According to the device described in item 13 of the patent application scope, the training unit is specifically used for: Evaluate each of the unknown samples based on the sample attribute evaluation model to obtain a black sample score for each of the unknown samples. If the black sample score value is greater than the preset score value, mark the attribute information of the unknown sample as black Samples, wherein the current round of attribute evaluation results for each of the unknown samples includes attribute information of the unknown sample.

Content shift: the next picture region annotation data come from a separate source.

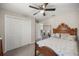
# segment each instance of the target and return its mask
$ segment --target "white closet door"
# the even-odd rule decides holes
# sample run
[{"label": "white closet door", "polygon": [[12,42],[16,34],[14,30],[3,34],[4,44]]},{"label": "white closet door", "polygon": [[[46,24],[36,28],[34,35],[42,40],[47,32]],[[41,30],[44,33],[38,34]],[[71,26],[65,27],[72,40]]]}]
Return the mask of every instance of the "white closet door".
[{"label": "white closet door", "polygon": [[26,45],[30,41],[31,41],[30,21],[24,19],[17,19],[13,17],[5,18],[6,51]]}]

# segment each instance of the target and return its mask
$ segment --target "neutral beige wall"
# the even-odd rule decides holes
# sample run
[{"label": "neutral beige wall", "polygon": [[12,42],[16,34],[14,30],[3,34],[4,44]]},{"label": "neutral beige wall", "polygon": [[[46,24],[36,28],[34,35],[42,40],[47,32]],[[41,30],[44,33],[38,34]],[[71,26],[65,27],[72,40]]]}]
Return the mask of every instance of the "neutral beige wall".
[{"label": "neutral beige wall", "polygon": [[41,23],[45,25],[51,25],[51,32],[53,33],[53,28],[56,28],[61,23],[66,23],[71,28],[78,29],[78,36],[79,36],[79,17],[78,11],[64,11],[59,12],[56,16],[52,16]]},{"label": "neutral beige wall", "polygon": [[26,18],[27,20],[32,20],[31,21],[31,41],[34,42],[35,41],[35,19],[34,18],[31,18],[31,17],[28,17],[28,16],[23,16],[19,13],[15,13],[15,12],[11,12],[11,11],[7,11],[7,10],[4,10],[4,9],[0,9],[0,34],[1,36],[3,37],[3,50],[5,51],[5,23],[4,23],[4,20],[5,20],[5,15],[11,15],[11,16],[16,16],[16,17],[20,17],[20,18]]}]

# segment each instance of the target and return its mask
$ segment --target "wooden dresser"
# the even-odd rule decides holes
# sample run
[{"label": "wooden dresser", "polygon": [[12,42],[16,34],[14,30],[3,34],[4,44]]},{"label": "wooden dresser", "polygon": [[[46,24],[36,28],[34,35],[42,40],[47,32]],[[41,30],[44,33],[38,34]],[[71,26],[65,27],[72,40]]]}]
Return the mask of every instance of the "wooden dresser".
[{"label": "wooden dresser", "polygon": [[3,56],[2,40],[0,39],[0,56]]}]

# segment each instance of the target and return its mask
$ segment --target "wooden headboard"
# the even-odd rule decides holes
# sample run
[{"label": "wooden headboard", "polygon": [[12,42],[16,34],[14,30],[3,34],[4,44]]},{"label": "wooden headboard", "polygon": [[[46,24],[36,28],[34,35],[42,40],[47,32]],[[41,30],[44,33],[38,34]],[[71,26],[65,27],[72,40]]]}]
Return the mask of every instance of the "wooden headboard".
[{"label": "wooden headboard", "polygon": [[57,28],[53,29],[53,33],[68,33],[70,35],[77,35],[77,28],[70,28],[68,25],[61,23]]}]

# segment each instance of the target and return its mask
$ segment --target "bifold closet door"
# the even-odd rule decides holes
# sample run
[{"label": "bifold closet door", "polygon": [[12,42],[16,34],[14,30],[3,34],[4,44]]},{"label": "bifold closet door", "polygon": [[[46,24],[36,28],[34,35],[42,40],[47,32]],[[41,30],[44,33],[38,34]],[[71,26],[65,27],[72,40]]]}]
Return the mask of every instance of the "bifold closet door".
[{"label": "bifold closet door", "polygon": [[13,17],[5,18],[6,51],[29,44],[31,41],[31,21]]}]

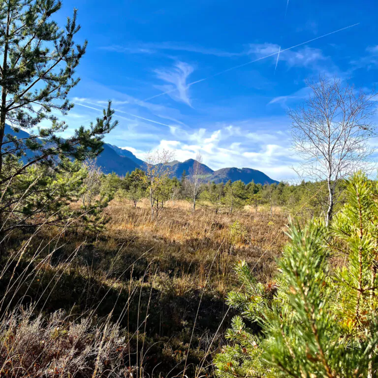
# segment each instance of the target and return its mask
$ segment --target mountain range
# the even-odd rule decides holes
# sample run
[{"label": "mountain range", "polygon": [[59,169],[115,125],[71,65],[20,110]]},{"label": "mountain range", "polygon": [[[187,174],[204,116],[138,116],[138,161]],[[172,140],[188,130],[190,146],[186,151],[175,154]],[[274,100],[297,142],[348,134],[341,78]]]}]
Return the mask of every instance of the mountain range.
[{"label": "mountain range", "polygon": [[[30,135],[26,131],[20,130],[15,133],[12,128],[6,125],[5,134],[11,134],[18,138],[28,137]],[[27,157],[30,158],[31,152],[27,151]],[[180,179],[184,171],[190,175],[195,160],[188,159],[183,162],[174,160],[169,163],[171,167],[171,176]],[[131,151],[123,148],[104,143],[103,150],[97,157],[96,163],[104,173],[114,172],[119,176],[125,176],[137,168],[143,169],[146,163],[137,158]],[[256,184],[274,184],[278,182],[271,179],[265,173],[257,169],[250,168],[222,168],[214,171],[204,164],[200,164],[200,172],[204,181],[214,182],[216,183],[225,183],[228,180],[232,182],[241,180],[245,184],[253,180]]]},{"label": "mountain range", "polygon": [[[114,153],[118,157],[115,156]],[[120,176],[125,175],[127,172],[131,172],[135,168],[143,169],[146,164],[130,151],[107,143],[104,143],[104,150],[97,158],[97,163],[104,173],[114,172]],[[171,176],[180,179],[184,171],[187,175],[190,175],[195,163],[195,160],[193,159],[188,159],[183,162],[178,160],[170,162],[168,164],[171,167]],[[214,171],[204,164],[200,164],[200,174],[206,181],[214,181],[218,184],[225,183],[229,180],[232,182],[240,180],[248,184],[253,180],[256,184],[262,185],[278,183],[257,169],[232,167],[222,168]]]}]

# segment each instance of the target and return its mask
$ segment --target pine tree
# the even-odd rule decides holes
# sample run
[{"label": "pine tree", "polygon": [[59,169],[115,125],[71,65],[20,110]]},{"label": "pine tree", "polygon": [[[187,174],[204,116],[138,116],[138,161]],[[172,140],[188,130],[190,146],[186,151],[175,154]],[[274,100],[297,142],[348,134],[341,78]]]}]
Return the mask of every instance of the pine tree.
[{"label": "pine tree", "polygon": [[[346,183],[347,203],[328,229],[323,220],[303,229],[291,224],[275,281],[259,283],[239,263],[242,286],[227,303],[240,315],[215,358],[218,377],[376,376],[376,185],[355,175]],[[346,262],[334,267],[340,253]]]},{"label": "pine tree", "polygon": [[[57,114],[64,116],[73,107],[67,96],[79,81],[76,69],[87,46],[74,41],[80,29],[76,9],[64,29],[52,19],[61,6],[58,0],[0,1],[2,232],[25,225],[36,214],[48,218],[58,205],[77,198],[88,172],[73,160],[97,156],[105,134],[117,125],[109,101],[95,122],[67,138],[59,136],[68,125]],[[67,201],[61,195],[65,191]],[[37,193],[43,193],[40,199]],[[84,213],[95,212],[85,207]],[[5,220],[12,224],[4,226]]]},{"label": "pine tree", "polygon": [[[56,114],[73,107],[67,95],[79,82],[76,69],[87,46],[74,41],[80,29],[76,9],[64,29],[52,19],[61,6],[57,0],[0,2],[0,185],[36,162],[56,167],[64,157],[93,157],[101,150],[104,134],[116,125],[109,104],[88,128],[80,127],[65,139],[57,135],[68,125]],[[7,122],[13,132],[6,134]],[[32,135],[18,137],[20,128]],[[19,166],[15,157],[24,157],[24,163]]]}]

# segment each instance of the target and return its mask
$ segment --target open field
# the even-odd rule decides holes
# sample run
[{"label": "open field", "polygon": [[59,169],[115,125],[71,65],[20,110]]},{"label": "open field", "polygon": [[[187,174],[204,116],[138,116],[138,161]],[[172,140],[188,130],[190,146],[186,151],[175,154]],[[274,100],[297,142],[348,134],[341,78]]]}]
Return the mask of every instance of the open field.
[{"label": "open field", "polygon": [[211,374],[233,315],[224,300],[236,284],[233,267],[246,260],[262,282],[271,280],[286,217],[193,213],[185,201],[167,202],[153,221],[145,203],[114,200],[105,211],[109,222],[98,232],[14,234],[11,263],[2,261],[1,310],[34,303],[44,314],[63,309],[70,320],[92,314],[97,322],[110,314],[124,330],[129,366],[173,377],[186,365],[193,376],[202,366]]}]

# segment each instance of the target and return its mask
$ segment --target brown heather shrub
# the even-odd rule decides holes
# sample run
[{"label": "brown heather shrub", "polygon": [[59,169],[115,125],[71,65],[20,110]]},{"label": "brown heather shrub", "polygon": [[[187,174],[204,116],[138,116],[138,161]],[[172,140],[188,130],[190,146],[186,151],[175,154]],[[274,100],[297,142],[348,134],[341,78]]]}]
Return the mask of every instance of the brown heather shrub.
[{"label": "brown heather shrub", "polygon": [[120,199],[105,212],[98,232],[46,225],[5,241],[1,376],[213,375],[233,315],[224,298],[233,266],[246,260],[268,282],[286,216],[200,205],[193,213],[176,201],[151,221],[143,202]]},{"label": "brown heather shrub", "polygon": [[35,316],[32,307],[0,323],[0,376],[94,378],[129,376],[119,327],[95,318],[75,322],[63,311]]}]

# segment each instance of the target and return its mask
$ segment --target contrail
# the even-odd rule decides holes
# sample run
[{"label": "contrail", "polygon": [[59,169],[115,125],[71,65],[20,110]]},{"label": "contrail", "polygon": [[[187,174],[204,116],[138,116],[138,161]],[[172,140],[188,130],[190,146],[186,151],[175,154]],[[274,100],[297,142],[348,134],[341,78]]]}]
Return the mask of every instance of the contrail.
[{"label": "contrail", "polygon": [[276,70],[277,69],[277,64],[278,64],[278,60],[280,59],[280,52],[281,51],[281,46],[278,49],[278,54],[277,54],[277,60],[276,61],[276,67],[274,68],[274,73],[276,73]]},{"label": "contrail", "polygon": [[[313,38],[312,39],[309,39],[308,41],[306,41],[306,42],[302,42],[301,43],[298,43],[297,45],[292,46],[291,47],[288,47],[286,49],[284,49],[284,50],[281,50],[280,51],[278,51],[275,53],[272,53],[272,54],[270,54],[268,55],[265,55],[264,57],[258,58],[257,59],[255,59],[253,61],[251,61],[250,62],[248,62],[247,63],[243,63],[242,64],[239,64],[239,65],[235,65],[235,66],[234,66],[233,67],[231,67],[230,68],[227,68],[227,69],[225,69],[223,71],[220,71],[219,72],[217,72],[217,73],[215,73],[214,75],[212,75],[211,76],[208,76],[208,77],[205,77],[205,78],[204,78],[203,79],[201,79],[199,80],[197,80],[196,81],[193,81],[192,83],[189,83],[189,84],[188,84],[188,87],[190,87],[190,86],[192,86],[193,84],[196,84],[198,83],[200,83],[201,81],[204,81],[205,80],[208,80],[209,79],[212,79],[213,77],[216,77],[216,76],[218,76],[220,75],[222,75],[223,73],[228,72],[229,71],[232,71],[232,70],[236,69],[236,68],[240,68],[241,67],[244,67],[244,66],[248,65],[248,64],[251,64],[252,63],[254,63],[256,62],[258,62],[259,61],[262,61],[263,59],[266,59],[267,58],[269,58],[269,57],[273,57],[274,55],[277,55],[278,54],[280,54],[280,53],[283,53],[284,51],[287,51],[289,50],[294,49],[296,47],[298,47],[300,46],[305,45],[306,43],[310,43],[311,42],[314,42],[314,41],[316,41],[317,39],[320,39],[321,38],[324,38],[324,37],[326,37],[328,35],[330,35],[332,34],[338,33],[339,32],[342,32],[343,30],[348,29],[349,28],[353,28],[353,26],[356,26],[357,25],[359,25],[359,24],[360,23],[358,22],[357,24],[353,24],[352,25],[346,26],[345,28],[342,28],[341,29],[338,29],[337,30],[335,30],[333,32],[331,32],[329,33],[327,33],[326,34],[323,34],[322,35],[319,35],[318,37]],[[146,98],[146,99],[143,100],[143,101],[149,101],[150,100],[152,100],[153,98],[156,98],[157,97],[159,97],[160,96],[162,96],[162,95],[164,95],[164,94],[167,94],[169,93],[171,93],[172,92],[174,92],[175,91],[177,91],[177,89],[176,88],[175,88],[174,89],[171,89],[170,91],[167,91],[166,92],[159,93],[158,94],[155,94],[155,95],[154,96],[149,97],[148,98]]]},{"label": "contrail", "polygon": [[[98,112],[102,112],[102,110],[100,109],[97,109],[97,108],[94,108],[93,106],[89,106],[88,105],[84,105],[84,104],[80,104],[78,102],[75,103],[75,105],[78,105],[80,106],[84,106],[85,108],[88,108],[88,109],[92,109],[94,110],[97,110]],[[120,110],[119,109],[115,109],[114,110],[115,110],[116,112],[118,112],[119,113],[123,113],[125,114],[128,114],[129,116],[131,116],[132,117],[135,117],[135,118],[139,118],[140,120],[143,120],[143,121],[147,121],[149,122],[152,122],[153,124],[157,124],[157,125],[160,125],[162,126],[166,126],[168,127],[172,127],[173,128],[177,128],[179,130],[182,130],[183,131],[185,131],[185,130],[183,130],[182,128],[180,128],[179,127],[177,127],[177,126],[174,126],[172,125],[167,125],[166,124],[162,124],[161,122],[158,122],[157,121],[154,121],[153,120],[150,120],[148,118],[144,118],[143,117],[140,117],[140,116],[137,116],[135,114],[132,114],[131,113],[128,113],[127,112],[125,112],[123,110]],[[121,116],[119,116],[119,117],[121,117]],[[122,117],[123,118],[124,117]],[[131,120],[129,120],[129,121],[131,121]]]}]

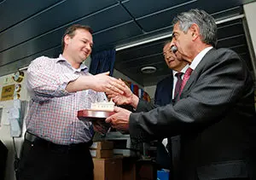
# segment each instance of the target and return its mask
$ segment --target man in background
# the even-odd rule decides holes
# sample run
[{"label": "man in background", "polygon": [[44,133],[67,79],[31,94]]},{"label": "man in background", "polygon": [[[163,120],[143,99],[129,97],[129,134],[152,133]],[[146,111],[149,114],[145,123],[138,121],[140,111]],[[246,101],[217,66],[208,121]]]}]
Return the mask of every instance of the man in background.
[{"label": "man in background", "polygon": [[[159,106],[166,106],[172,103],[175,96],[177,96],[177,90],[175,91],[175,90],[180,88],[182,78],[189,67],[188,63],[182,60],[181,55],[178,53],[175,55],[171,50],[171,41],[165,43],[163,55],[166,65],[172,70],[172,73],[156,85],[154,104]],[[171,170],[170,177],[173,177],[172,171],[179,171],[179,149],[178,136],[170,137],[168,140],[165,138],[162,141],[159,141],[156,157],[157,163],[160,164],[161,168]],[[173,178],[174,177],[170,179]]]},{"label": "man in background", "polygon": [[91,34],[90,26],[71,26],[58,58],[41,56],[28,67],[31,101],[19,180],[93,179],[89,147],[94,130],[90,122],[77,118],[78,111],[107,100],[104,91],[122,93],[116,87],[125,84],[108,73],[89,73],[83,61],[91,53]]},{"label": "man in background", "polygon": [[116,107],[106,122],[129,130],[134,142],[180,135],[180,180],[256,179],[254,88],[245,61],[215,49],[217,25],[205,11],[183,12],[173,25],[172,45],[189,63],[178,99],[155,108],[125,92],[143,113]]}]

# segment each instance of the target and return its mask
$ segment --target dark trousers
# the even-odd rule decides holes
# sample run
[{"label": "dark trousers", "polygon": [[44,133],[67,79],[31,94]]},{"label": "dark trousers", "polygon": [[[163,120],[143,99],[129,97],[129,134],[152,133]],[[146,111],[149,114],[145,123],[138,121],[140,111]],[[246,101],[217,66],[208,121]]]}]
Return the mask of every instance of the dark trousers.
[{"label": "dark trousers", "polygon": [[86,143],[57,145],[25,139],[19,180],[93,180],[93,161]]}]

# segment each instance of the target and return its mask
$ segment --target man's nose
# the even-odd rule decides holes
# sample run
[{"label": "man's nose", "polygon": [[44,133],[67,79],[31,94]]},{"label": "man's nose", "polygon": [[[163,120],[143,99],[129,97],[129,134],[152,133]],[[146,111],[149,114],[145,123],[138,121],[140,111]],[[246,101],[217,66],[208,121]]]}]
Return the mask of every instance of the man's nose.
[{"label": "man's nose", "polygon": [[90,51],[91,50],[91,47],[90,47],[90,44],[86,44],[85,48],[87,50],[90,50]]}]

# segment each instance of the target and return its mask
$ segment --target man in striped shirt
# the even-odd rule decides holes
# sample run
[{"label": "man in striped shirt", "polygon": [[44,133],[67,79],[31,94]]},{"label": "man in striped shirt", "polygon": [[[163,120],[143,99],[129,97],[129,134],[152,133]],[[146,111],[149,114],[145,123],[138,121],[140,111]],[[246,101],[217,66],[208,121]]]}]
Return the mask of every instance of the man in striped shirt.
[{"label": "man in striped shirt", "polygon": [[70,26],[58,58],[41,56],[28,67],[31,102],[20,180],[93,179],[89,147],[94,131],[90,122],[79,120],[77,112],[106,100],[103,92],[121,93],[124,84],[108,73],[89,73],[83,61],[91,53],[91,33],[86,26]]}]

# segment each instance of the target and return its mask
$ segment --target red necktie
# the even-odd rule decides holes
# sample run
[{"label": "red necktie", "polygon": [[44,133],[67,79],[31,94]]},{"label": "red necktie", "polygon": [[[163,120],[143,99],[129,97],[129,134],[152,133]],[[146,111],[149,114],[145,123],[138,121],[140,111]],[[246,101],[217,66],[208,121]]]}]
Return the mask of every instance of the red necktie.
[{"label": "red necktie", "polygon": [[177,77],[177,82],[176,82],[176,84],[175,84],[175,90],[174,90],[174,98],[177,98],[176,96],[179,94],[180,92],[180,87],[181,87],[181,84],[182,84],[182,82],[183,82],[183,79],[182,79],[182,75],[183,74],[183,73],[177,73],[175,74],[175,76]]},{"label": "red necktie", "polygon": [[179,91],[179,96],[181,94],[181,92],[183,91],[187,81],[189,80],[189,77],[190,77],[190,74],[192,73],[193,72],[193,69],[191,69],[190,67],[189,67],[183,76],[183,82],[182,82],[182,84],[181,84],[181,87],[180,87],[180,91]]}]

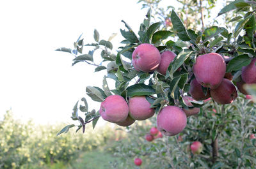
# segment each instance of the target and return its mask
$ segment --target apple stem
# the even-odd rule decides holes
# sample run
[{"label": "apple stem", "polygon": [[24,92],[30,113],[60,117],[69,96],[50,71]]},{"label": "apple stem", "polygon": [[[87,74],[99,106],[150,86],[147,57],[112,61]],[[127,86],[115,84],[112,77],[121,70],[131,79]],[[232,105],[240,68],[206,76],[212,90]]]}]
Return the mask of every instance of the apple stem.
[{"label": "apple stem", "polygon": [[212,140],[212,163],[215,163],[218,156],[218,137]]},{"label": "apple stem", "polygon": [[167,154],[170,158],[170,165],[172,166],[172,168],[175,168],[174,165],[173,165],[173,161],[172,161],[172,158],[171,155],[171,150],[170,149],[169,147],[169,143],[168,143],[168,137],[166,136],[165,137],[165,145],[167,149]]}]

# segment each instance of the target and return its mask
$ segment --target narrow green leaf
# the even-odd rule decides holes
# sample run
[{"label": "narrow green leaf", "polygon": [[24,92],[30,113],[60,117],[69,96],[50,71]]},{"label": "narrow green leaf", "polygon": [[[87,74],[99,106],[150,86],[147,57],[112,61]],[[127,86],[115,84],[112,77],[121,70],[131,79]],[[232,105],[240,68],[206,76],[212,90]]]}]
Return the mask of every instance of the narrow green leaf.
[{"label": "narrow green leaf", "polygon": [[95,72],[99,71],[101,71],[101,70],[106,70],[106,69],[107,69],[107,68],[106,68],[105,66],[100,66],[97,67],[95,68],[95,70],[94,70],[94,71]]},{"label": "narrow green leaf", "polygon": [[103,78],[103,84],[102,84],[102,88],[104,91],[104,93],[107,96],[109,96],[112,95],[111,92],[110,92],[109,88],[108,87],[107,79],[106,78],[106,76],[104,77]]},{"label": "narrow green leaf", "polygon": [[100,40],[100,34],[98,32],[98,31],[95,29],[94,29],[94,34],[93,34],[93,38],[94,40],[97,41],[99,42],[99,40]]},{"label": "narrow green leaf", "polygon": [[77,120],[77,118],[78,118],[78,113],[77,113],[77,110],[78,110],[78,108],[77,108],[78,101],[77,101],[76,102],[76,105],[75,105],[74,106],[74,107],[73,107],[73,112],[72,112],[72,118],[73,120]]},{"label": "narrow green leaf", "polygon": [[173,10],[172,11],[171,20],[173,29],[177,32],[179,38],[183,41],[189,41],[191,38],[188,35],[187,29]]},{"label": "narrow green leaf", "polygon": [[73,59],[73,61],[86,61],[86,60],[93,62],[93,58],[92,57],[92,55],[90,55],[89,54],[84,54],[84,55],[79,55]]},{"label": "narrow green leaf", "polygon": [[59,48],[55,50],[55,51],[65,52],[71,54],[71,48]]},{"label": "narrow green leaf", "polygon": [[228,21],[228,22],[234,22],[234,21],[237,21],[241,18],[242,18],[243,17],[241,16],[237,16],[236,17],[234,18],[233,18],[232,19],[231,19],[230,20]]},{"label": "narrow green leaf", "polygon": [[87,86],[86,91],[87,95],[88,95],[92,99],[98,102],[102,102],[104,101],[104,98],[100,91],[95,87]]},{"label": "narrow green leaf", "polygon": [[172,80],[171,83],[170,84],[170,93],[171,93],[171,97],[174,99],[176,99],[178,98],[177,97],[177,96],[175,96],[175,92],[176,88],[178,87],[178,84],[180,80],[180,78],[181,78],[180,77],[174,78]]},{"label": "narrow green leaf", "polygon": [[92,129],[93,129],[95,126],[96,126],[96,124],[98,122],[99,119],[99,117],[98,118],[95,119],[94,120],[92,121]]},{"label": "narrow green leaf", "polygon": [[100,45],[104,46],[108,48],[110,48],[111,50],[112,50],[112,48],[113,48],[113,45],[109,41],[100,40],[100,42],[99,43],[99,44],[100,44]]},{"label": "narrow green leaf", "polygon": [[153,94],[156,92],[155,89],[150,85],[143,84],[138,84],[131,85],[127,88],[127,96],[145,96]]},{"label": "narrow green leaf", "polygon": [[214,47],[216,44],[223,40],[224,38],[222,36],[218,37],[213,41],[212,41],[209,44],[209,47],[211,48]]},{"label": "narrow green leaf", "polygon": [[154,32],[160,27],[162,24],[161,22],[156,22],[149,26],[148,30],[147,31],[147,36],[148,39],[150,39]]},{"label": "narrow green leaf", "polygon": [[61,131],[60,131],[59,133],[58,133],[57,136],[60,135],[63,133],[67,133],[69,129],[73,128],[74,126],[76,126],[74,124],[67,125],[67,126],[64,127]]},{"label": "narrow green leaf", "polygon": [[152,41],[156,43],[161,40],[166,39],[173,33],[169,31],[159,31],[153,34]]}]

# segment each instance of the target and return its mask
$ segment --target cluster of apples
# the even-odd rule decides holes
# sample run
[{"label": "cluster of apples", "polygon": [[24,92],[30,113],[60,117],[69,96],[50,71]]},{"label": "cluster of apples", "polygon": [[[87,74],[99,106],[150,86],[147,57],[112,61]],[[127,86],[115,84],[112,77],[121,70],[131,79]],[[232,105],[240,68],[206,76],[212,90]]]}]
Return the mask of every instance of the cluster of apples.
[{"label": "cluster of apples", "polygon": [[163,138],[163,135],[156,127],[152,128],[149,133],[147,133],[145,136],[145,138],[148,142],[152,142],[158,138]]},{"label": "cluster of apples", "polygon": [[[160,54],[154,45],[142,43],[134,50],[132,62],[138,71],[157,71],[165,75],[175,57],[171,51],[166,50]],[[256,83],[255,62],[256,58],[248,66],[243,68],[241,77],[244,83]],[[225,60],[218,54],[210,53],[197,57],[193,66],[195,78],[190,82],[189,94],[191,97],[183,96],[185,104],[189,108],[170,105],[162,108],[157,117],[158,130],[166,136],[173,136],[182,131],[187,124],[187,117],[198,114],[200,110],[198,108],[193,108],[193,100],[205,100],[211,97],[219,104],[231,103],[237,98],[237,92],[230,80],[225,78],[226,67]],[[206,93],[203,91],[202,86],[207,88]],[[145,96],[129,98],[127,103],[122,96],[113,95],[102,102],[99,113],[107,121],[128,126],[136,120],[143,121],[152,117],[155,110],[150,108]]]}]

According to the device described in item 14 of the patent application scope, the training unit is specifically used for: Determine whether the attribute information in the current round of attribute evaluation results for each unknown sample is consistent with the attribute information in the previous round of attribute evaluation results for the unknown sample, and if so, it indicates that the current sample attribute evaluation model meets the preset convergence condition.

According to the device described in item 14 of the patent application scope, the training unit is specifically used for: Based on the M current round attribute evaluation results and the M previous round attribute evaluation results, determine unknown samples whose attribute information has changed; Recalculate the black sample concentration of the community corresponding to the unknown sample whose attribute information has changed.

A sample attribute evaluation device, including: The evaluation unit is configured to evaluate the new sample according to the target sample attribute evaluation model trained by the device described in any one of items 10-16 of the patent application scope, and determine the evaluation result of the new sample, wherein, the The evaluation result includes the black sample score and/or attribute information of the newly entered sample.

A server, including a memory, a processor, and a computer program stored on the memory and capable of running on the processor, when the processor executes the program, any one of the patent application items 1-9 Describe the steps of the method.

A computer-readable storage medium on which a computer program is stored, which when executed by a processor implements the steps of the method described in any of items 1-9 of the patent application.